Lo scontro é durissimo. Il fronte cristiano conta su 243 navi mentre quello turco ne schiera 280. Le comandano l'ammiraglio Alì e il vicere di Algeri, Uluch Alí.

Sorpreso il nemico all'alba, la flotta cristiana avanza nel tradizionale ordine di battaglia: una lunga linea il cui centro é comandato da don Giovanni d'Austria, l'ala sinistra da Sebastiano Veniero e dal Barbarigo, la destra dal Doria. Al centro, di riserva, procede una squadra agli ordini del marchese di Santa Cruz. Davanti a tutti, otto galeazze hanno il compito di sostenere il primo assalto. La flotta turca muove, invece, su una sola linea, senza riserva né avanguardie.

Le prime fasi del combattimento risultano favorevoli alle armi cristiane, ma un errore del Doria rischia di compromettere l'esito finale dello scontro. Temendo di venir accerchiato dalle galere di Uluch Alì, il genovese si spinge in mare aperto lasciando completamente scoperto il fianco sinistro e creando un varco nel quale l'ammiraglio turco si insinua con tutte le sue navi, investendo il centro cristiano ancora duramente impegnato.
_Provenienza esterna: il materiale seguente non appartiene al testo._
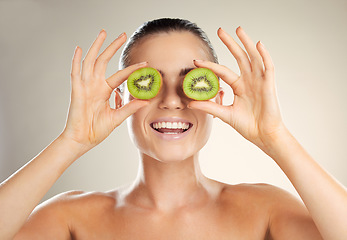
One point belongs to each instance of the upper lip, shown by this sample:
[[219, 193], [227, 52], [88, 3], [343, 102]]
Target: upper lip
[[171, 119]]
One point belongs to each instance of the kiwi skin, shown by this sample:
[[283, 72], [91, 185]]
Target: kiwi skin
[[204, 76], [147, 91]]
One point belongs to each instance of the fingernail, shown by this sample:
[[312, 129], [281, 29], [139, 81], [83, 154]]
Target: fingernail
[[141, 63], [121, 35], [102, 30]]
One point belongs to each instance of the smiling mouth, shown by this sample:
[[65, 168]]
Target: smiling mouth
[[171, 127]]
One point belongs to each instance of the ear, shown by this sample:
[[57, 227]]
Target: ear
[[118, 98]]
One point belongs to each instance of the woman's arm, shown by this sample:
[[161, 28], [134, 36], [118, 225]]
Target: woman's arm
[[255, 114], [90, 120]]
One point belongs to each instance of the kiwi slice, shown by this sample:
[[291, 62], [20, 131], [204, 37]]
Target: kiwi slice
[[144, 83], [201, 84]]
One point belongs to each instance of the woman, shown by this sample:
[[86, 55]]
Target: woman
[[171, 198]]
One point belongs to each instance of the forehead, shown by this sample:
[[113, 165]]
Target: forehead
[[169, 49]]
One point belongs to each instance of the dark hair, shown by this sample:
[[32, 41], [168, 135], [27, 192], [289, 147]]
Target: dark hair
[[164, 25]]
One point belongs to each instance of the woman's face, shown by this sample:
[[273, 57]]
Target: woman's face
[[166, 129]]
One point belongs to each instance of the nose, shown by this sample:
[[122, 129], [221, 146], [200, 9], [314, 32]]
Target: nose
[[172, 98]]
Ma a sbarragli la strada trova, in quel tratto di mare, le galere della Religione che a costo di gravi perdite e rischiando di essere catturate o affondate, riescono a bloccarlo fino all'arrivo della riserva guidata dal marchese di Santa Cruz.

Impressionanti le cifre della sconfitta musulmana: 100 navi catturate, 130 bruciate o affondate, venticinquemila uomini uccisi e ottomila prigionieri. Diecimila schiavi cristiani vengono liberati. Ferito da cinque frecce, con le sue navi ancora segnate dalla durezza della battaglia, Fra' Pietro Giustiniani, Priore di Messina, fa ritorno a Malta il 3 novembre. Quale bottino di guerra porta con sé due navi e la gioia di aver contribuito, per conto dell'Ordine di San Giovanni di Gerusalemme, a un'altra vittoriosa giornata delle armi cristiane.

L'Europa esulta, ma a causa di banali gelosie, la Lega non riesce a sfruttare il successo e si scioglierá poco dopo. Cipro rimane nelle mani dei turchi: un errore che Venezia e i Cavalieri pagheranno piú tardi a caro prezzo.